Background: A hunter in his tribe, Olmar and his fellow huntsmen cam back after a successful hunt for boartusks as they saw the smoke rising from their village. The attackers used their superior numbers and equipment to defeat them. After his village was raided, his wife killed and worse, Olmar was thrown into the mines. More intelligent than most think, he tries to keep his body in a good shape as the fury in his heart grows and he waits for an opportunity for revenge.


----------



## Dr Simon (Mar 2, 2010)

Walking Dad said:


> Do we use the pathfinder or IH skill system?
> 
> Do we use CBA/CMA or standard grapple?
> If the first, I will maybe change my trait.




For simplicity's sake I wasn't going to mix and match systems. Definitely IH skill system, with the skill families. 
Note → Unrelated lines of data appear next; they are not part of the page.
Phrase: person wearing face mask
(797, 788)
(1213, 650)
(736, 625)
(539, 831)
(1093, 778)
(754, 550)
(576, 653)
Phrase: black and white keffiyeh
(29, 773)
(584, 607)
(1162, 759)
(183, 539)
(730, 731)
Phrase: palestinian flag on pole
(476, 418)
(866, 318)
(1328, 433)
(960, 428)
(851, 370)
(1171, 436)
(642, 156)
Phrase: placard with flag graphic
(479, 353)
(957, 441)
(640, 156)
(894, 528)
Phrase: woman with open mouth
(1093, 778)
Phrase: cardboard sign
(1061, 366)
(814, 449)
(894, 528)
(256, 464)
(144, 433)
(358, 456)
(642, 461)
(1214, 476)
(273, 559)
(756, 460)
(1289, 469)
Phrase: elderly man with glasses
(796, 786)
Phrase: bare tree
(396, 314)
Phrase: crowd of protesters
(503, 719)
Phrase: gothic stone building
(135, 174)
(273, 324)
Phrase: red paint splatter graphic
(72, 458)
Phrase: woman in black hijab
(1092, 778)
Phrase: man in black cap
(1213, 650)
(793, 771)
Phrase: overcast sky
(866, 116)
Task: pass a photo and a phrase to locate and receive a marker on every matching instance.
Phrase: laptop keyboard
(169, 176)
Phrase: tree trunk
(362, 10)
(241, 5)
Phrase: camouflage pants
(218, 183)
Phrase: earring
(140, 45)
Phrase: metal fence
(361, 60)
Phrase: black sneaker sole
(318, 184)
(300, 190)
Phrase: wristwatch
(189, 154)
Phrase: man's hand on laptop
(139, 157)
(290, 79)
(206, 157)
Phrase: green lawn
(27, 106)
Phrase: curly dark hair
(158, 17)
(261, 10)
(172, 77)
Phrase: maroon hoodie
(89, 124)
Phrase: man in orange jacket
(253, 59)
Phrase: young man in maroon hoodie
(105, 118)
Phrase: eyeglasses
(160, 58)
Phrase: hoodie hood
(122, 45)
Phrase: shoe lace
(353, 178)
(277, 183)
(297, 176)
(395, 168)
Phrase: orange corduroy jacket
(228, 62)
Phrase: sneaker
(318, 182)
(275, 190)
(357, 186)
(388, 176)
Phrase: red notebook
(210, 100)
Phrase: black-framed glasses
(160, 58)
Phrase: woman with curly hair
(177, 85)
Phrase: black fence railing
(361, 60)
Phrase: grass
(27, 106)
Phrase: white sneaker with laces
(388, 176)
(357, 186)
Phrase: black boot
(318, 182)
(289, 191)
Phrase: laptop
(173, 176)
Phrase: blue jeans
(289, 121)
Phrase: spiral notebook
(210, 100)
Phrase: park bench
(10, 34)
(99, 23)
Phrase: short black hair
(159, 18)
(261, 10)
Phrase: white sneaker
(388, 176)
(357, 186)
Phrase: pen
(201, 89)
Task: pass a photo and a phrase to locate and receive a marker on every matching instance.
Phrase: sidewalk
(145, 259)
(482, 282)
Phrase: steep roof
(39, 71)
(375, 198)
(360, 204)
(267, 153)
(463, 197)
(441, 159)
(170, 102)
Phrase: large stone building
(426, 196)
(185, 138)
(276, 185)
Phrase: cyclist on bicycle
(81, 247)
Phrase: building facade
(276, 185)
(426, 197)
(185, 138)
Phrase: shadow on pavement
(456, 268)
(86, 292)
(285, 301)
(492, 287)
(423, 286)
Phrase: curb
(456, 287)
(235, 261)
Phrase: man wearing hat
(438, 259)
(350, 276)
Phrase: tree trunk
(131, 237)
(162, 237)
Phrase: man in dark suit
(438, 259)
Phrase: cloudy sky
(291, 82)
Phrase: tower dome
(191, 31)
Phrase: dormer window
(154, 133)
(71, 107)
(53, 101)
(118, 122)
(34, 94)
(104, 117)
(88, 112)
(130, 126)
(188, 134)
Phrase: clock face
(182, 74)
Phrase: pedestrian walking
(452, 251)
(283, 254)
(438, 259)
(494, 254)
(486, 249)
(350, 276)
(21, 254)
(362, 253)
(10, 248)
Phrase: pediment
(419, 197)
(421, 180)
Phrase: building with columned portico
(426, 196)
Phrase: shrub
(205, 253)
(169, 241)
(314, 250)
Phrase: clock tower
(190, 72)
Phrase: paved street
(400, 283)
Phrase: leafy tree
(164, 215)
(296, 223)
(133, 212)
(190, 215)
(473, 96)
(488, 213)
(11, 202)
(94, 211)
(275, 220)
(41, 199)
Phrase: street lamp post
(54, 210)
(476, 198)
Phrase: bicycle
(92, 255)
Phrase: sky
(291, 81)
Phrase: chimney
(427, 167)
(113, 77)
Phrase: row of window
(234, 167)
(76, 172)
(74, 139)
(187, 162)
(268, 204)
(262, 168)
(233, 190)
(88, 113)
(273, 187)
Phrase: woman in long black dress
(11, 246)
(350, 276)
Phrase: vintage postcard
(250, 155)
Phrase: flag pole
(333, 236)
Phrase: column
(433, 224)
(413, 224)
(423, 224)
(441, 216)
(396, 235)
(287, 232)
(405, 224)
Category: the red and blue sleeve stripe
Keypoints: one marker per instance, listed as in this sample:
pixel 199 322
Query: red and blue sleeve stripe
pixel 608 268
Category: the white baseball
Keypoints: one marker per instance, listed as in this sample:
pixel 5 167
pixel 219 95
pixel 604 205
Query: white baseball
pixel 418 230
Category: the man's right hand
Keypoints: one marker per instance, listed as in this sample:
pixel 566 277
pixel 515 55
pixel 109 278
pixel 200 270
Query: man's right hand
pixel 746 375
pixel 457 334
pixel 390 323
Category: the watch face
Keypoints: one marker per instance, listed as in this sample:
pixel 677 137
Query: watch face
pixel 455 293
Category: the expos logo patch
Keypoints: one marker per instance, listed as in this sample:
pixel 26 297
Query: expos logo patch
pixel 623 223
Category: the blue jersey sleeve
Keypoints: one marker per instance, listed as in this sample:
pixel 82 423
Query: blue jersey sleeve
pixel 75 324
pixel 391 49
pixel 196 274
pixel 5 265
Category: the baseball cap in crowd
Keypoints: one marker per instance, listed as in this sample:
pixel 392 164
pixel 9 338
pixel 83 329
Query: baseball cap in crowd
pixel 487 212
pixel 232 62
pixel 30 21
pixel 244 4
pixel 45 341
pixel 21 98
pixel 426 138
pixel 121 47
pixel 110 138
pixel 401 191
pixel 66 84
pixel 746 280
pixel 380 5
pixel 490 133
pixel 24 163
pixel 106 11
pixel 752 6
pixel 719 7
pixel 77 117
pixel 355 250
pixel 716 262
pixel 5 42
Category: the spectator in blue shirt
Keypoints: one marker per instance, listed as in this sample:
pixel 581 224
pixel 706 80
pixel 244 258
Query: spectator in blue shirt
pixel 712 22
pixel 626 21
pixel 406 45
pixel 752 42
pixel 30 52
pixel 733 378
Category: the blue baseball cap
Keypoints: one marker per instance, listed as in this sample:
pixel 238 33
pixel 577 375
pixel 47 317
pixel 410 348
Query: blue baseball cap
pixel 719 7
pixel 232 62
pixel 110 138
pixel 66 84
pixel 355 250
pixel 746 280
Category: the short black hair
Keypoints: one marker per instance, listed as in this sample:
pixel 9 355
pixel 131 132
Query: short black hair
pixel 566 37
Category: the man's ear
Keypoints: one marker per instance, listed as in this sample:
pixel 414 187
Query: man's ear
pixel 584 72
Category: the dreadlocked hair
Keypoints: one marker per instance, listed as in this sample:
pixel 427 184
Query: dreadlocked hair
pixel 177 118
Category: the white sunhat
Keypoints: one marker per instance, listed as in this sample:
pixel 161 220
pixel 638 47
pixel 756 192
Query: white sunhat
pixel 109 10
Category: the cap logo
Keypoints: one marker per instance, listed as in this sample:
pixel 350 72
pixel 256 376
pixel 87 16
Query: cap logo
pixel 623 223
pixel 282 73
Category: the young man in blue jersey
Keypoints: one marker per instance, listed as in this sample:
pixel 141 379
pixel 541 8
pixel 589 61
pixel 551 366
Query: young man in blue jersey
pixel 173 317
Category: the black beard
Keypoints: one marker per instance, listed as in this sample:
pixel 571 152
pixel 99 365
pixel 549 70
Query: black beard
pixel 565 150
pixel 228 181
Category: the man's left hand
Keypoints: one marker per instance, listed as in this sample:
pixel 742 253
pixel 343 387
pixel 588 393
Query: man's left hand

I'll probably stick with the standard grapple/combat maneuvre system as to be honest I've not found any _great_ advantage to the Pathfinder system.


----------



## Shayuri (Mar 2, 2010)

Looking at a Harrier right now...more soon...


----------



## mfloyd3 (Mar 4, 2010)

OK, I'm going to write up a character sheet and short history tonight.  Quick question for you, Doc Simon.  I'm looking at an arcanist who is an aristocrat from the decadent city-state of Zor to which you alluded above.  There are several ways to go with this character.  If I go heavily toward the social end (Enchantment as a primary school and Devious Manipulator for a feat) are there going to be opportunities to use it?  Or would it be better to go with a more scholarly bent (some other primary school, and Healing Mastery for a feat)?

Not trying to force you to let a cat out of the bag.  It's just that she's going to be a support character, so I wanted to make sure there would be stuff for her to do.


----------



## mfloyd3 (Mar 5, 2010)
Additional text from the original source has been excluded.